The Illinois or Illiniwek Nation consisted of several independent American Indian tribes that spoke a common language, had similar ways of life, and shared a large territory in the central Mississippi River valley. The Illinois called themselves "inoca." French explorers and missionaries generally referred to them as "Illinois," but also used some other terms (Eriniouai, Liniouek, Aliniouek, Iliniouek, Ilinois, and Ilinoués).

According to Jacques Marquette, a Jesuit missionary who visited them in 1673, the word "Illinois" meant "the men." However, recent studies of the Illinois language indicate that "Illinois" may have instead come indirectly from the Illinois word "irenweewa," which means "he speaks in the ordinary way." Objibwa Indians of the eastern Great Lakes evidently borrowed this term from the Illinois and used it as a name for them, but in their language irenweewa became ilinwe. French explorers learned the name from the Ojibwa and spelled it "Ilinois" or "Illinois."

I'm not going to claim that the Illinois State Museum is the final authority on the matter, but their explanation should have caused the author to study the origin of the word further.

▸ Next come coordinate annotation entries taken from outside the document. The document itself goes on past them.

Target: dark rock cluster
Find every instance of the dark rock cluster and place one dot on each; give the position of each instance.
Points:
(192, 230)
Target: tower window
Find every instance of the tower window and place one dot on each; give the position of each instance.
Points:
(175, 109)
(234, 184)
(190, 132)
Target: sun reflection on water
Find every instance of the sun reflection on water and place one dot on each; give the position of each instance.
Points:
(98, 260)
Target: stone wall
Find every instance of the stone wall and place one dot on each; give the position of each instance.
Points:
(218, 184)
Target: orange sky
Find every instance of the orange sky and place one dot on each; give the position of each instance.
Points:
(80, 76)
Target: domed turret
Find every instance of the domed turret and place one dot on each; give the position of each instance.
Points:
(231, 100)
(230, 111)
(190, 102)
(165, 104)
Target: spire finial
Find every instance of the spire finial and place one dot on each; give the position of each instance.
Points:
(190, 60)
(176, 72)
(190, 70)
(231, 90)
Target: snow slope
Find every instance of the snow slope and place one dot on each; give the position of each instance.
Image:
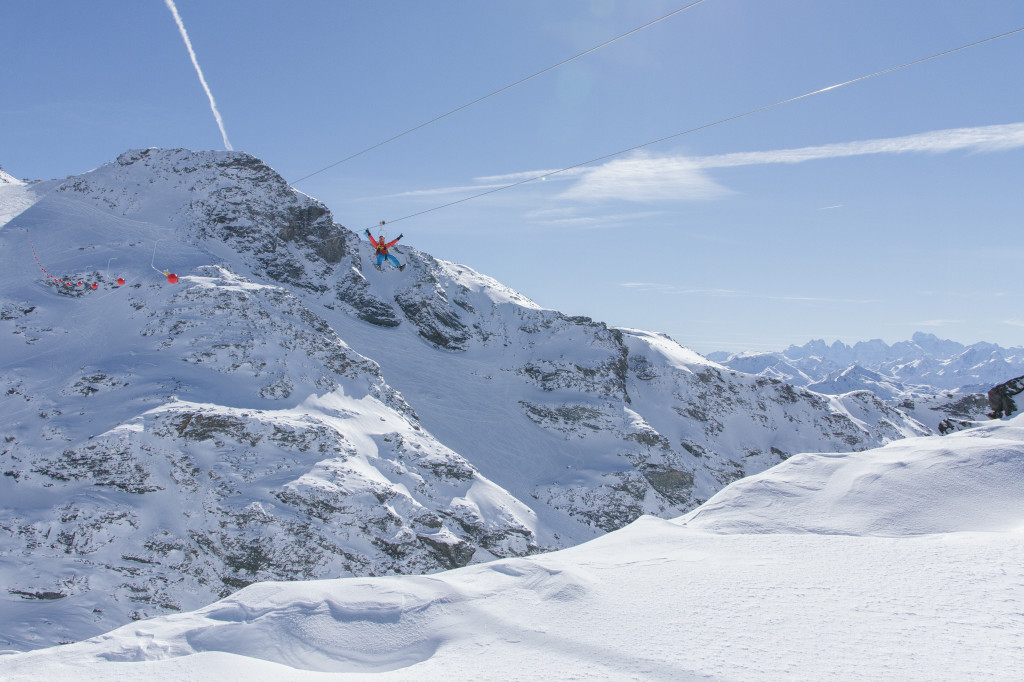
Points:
(902, 562)
(286, 412)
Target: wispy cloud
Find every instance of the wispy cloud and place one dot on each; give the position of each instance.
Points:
(986, 138)
(939, 323)
(570, 217)
(674, 290)
(192, 53)
(643, 177)
(646, 178)
(650, 178)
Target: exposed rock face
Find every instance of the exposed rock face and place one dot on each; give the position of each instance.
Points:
(1000, 399)
(286, 411)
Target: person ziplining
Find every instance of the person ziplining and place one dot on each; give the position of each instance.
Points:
(382, 245)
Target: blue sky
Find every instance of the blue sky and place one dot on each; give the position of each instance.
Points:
(875, 210)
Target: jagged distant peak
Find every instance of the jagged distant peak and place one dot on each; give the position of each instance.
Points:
(7, 178)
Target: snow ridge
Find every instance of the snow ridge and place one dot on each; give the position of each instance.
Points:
(287, 412)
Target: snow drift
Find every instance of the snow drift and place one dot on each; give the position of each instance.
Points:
(726, 592)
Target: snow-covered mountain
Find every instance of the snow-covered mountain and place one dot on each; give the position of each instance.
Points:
(286, 412)
(902, 562)
(926, 365)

Risley finishes with As a good friend once suggested, maybe we should just rename the "University of Illinois", and call it "The University of 40 degrees, 6 minutes and 47 seconds North latitude, and 88 degrees 15 minutes 40 seconds West longitude". In other words, let's keep everything in the proper perspective, folks.

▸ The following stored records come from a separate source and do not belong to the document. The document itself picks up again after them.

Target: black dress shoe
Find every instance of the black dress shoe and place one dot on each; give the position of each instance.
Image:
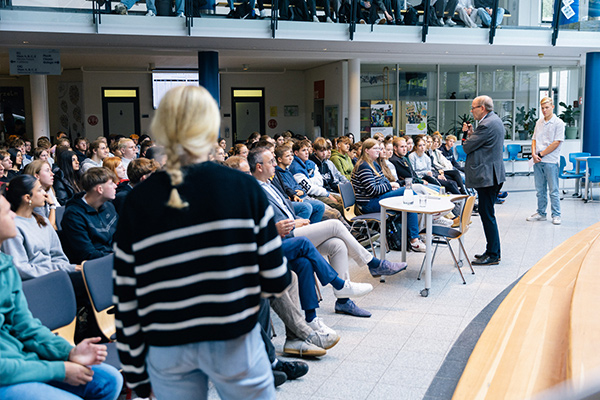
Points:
(487, 260)
(292, 369)
(478, 256)
(280, 378)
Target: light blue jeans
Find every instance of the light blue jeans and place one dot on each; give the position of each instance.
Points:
(546, 176)
(239, 369)
(106, 385)
(151, 6)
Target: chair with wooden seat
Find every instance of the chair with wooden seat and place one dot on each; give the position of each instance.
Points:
(97, 276)
(443, 235)
(349, 202)
(51, 299)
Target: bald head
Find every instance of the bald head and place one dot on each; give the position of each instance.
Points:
(486, 102)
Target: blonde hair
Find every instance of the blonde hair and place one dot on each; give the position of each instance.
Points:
(187, 125)
(364, 157)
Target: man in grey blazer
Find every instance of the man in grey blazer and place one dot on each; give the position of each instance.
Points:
(484, 171)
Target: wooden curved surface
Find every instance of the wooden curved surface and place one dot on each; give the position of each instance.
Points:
(525, 346)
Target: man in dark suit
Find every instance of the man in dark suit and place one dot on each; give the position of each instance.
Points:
(484, 171)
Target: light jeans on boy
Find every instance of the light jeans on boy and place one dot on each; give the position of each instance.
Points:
(106, 385)
(239, 369)
(546, 177)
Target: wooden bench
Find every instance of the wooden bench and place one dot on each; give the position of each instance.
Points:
(545, 331)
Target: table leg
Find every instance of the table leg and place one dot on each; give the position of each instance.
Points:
(382, 232)
(578, 180)
(428, 224)
(404, 233)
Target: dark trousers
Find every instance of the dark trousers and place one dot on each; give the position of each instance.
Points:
(264, 319)
(306, 261)
(487, 200)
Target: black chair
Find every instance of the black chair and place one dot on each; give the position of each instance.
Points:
(348, 201)
(443, 235)
(51, 299)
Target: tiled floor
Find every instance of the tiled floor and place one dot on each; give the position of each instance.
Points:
(396, 353)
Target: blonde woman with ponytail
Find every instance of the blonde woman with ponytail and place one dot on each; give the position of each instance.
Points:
(189, 280)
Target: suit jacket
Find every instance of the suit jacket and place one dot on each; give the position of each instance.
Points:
(484, 153)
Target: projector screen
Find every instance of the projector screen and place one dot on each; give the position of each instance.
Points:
(163, 81)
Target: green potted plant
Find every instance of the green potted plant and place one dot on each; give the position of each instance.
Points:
(526, 120)
(569, 117)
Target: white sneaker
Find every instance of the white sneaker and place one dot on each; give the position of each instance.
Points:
(353, 289)
(441, 221)
(536, 217)
(317, 325)
(322, 340)
(418, 246)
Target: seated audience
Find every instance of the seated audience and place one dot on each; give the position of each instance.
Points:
(443, 166)
(90, 219)
(41, 170)
(340, 156)
(138, 171)
(36, 249)
(115, 164)
(66, 177)
(36, 363)
(304, 206)
(158, 154)
(329, 237)
(80, 148)
(6, 166)
(98, 151)
(128, 151)
(330, 174)
(422, 166)
(370, 186)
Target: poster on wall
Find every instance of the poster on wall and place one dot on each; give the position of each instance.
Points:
(382, 119)
(12, 110)
(70, 104)
(331, 121)
(416, 117)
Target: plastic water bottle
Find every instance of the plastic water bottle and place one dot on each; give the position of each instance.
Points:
(409, 195)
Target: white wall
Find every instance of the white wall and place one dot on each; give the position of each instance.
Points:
(335, 76)
(280, 89)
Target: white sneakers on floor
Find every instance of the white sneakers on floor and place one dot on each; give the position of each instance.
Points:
(353, 289)
(318, 325)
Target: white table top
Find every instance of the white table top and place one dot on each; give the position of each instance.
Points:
(435, 204)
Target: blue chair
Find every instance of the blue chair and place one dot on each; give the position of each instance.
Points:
(592, 176)
(51, 299)
(572, 157)
(513, 151)
(564, 175)
(461, 156)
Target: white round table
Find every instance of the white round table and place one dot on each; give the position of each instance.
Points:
(435, 205)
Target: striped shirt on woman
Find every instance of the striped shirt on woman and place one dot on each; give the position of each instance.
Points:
(195, 274)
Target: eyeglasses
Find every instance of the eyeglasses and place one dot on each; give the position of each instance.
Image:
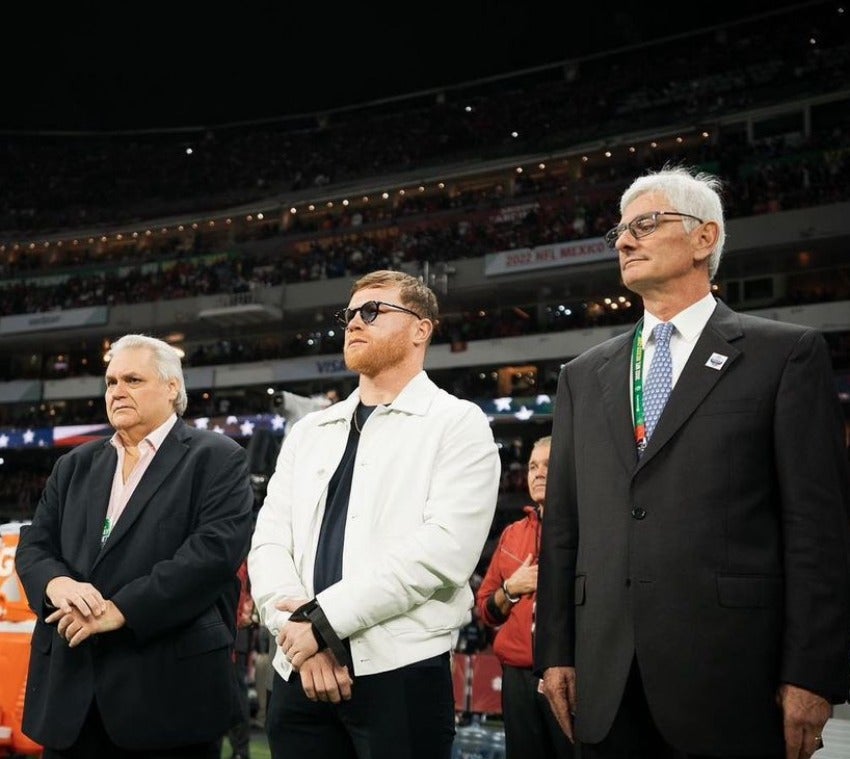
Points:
(642, 225)
(369, 312)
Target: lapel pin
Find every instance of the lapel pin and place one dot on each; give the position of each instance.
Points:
(716, 361)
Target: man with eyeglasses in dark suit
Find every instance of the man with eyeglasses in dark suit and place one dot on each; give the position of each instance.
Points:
(693, 596)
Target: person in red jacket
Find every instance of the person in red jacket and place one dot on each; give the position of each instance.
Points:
(505, 600)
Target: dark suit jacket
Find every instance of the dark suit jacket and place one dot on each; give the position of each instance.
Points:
(170, 565)
(719, 559)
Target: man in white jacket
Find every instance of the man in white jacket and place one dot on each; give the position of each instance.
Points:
(374, 521)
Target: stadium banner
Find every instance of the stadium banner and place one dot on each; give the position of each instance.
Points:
(50, 320)
(547, 256)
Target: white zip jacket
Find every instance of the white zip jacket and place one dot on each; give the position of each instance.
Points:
(423, 496)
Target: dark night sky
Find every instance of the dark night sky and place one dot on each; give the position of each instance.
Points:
(98, 66)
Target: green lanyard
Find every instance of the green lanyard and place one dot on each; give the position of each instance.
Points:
(637, 387)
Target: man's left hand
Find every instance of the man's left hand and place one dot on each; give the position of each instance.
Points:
(804, 716)
(296, 638)
(75, 627)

Actually, if he were to believe that the word Illinois means "warrior," wouldn't he simply call it the University of Warriors instead of using a geographic description for the state? Also, the issue isn't with the name of the Univesity, it's with the mascot. It seems like such a simple concept to grasp, but it's one that completely passes Risley by.

I do agree that we should keep everything in it's proper perspective. I took Risley's admonishment to heart and, after rereading his column, I changed the original titile from "Mark Risley ruminates about the Illiniwek Controversy" to the one that now appears on the blog.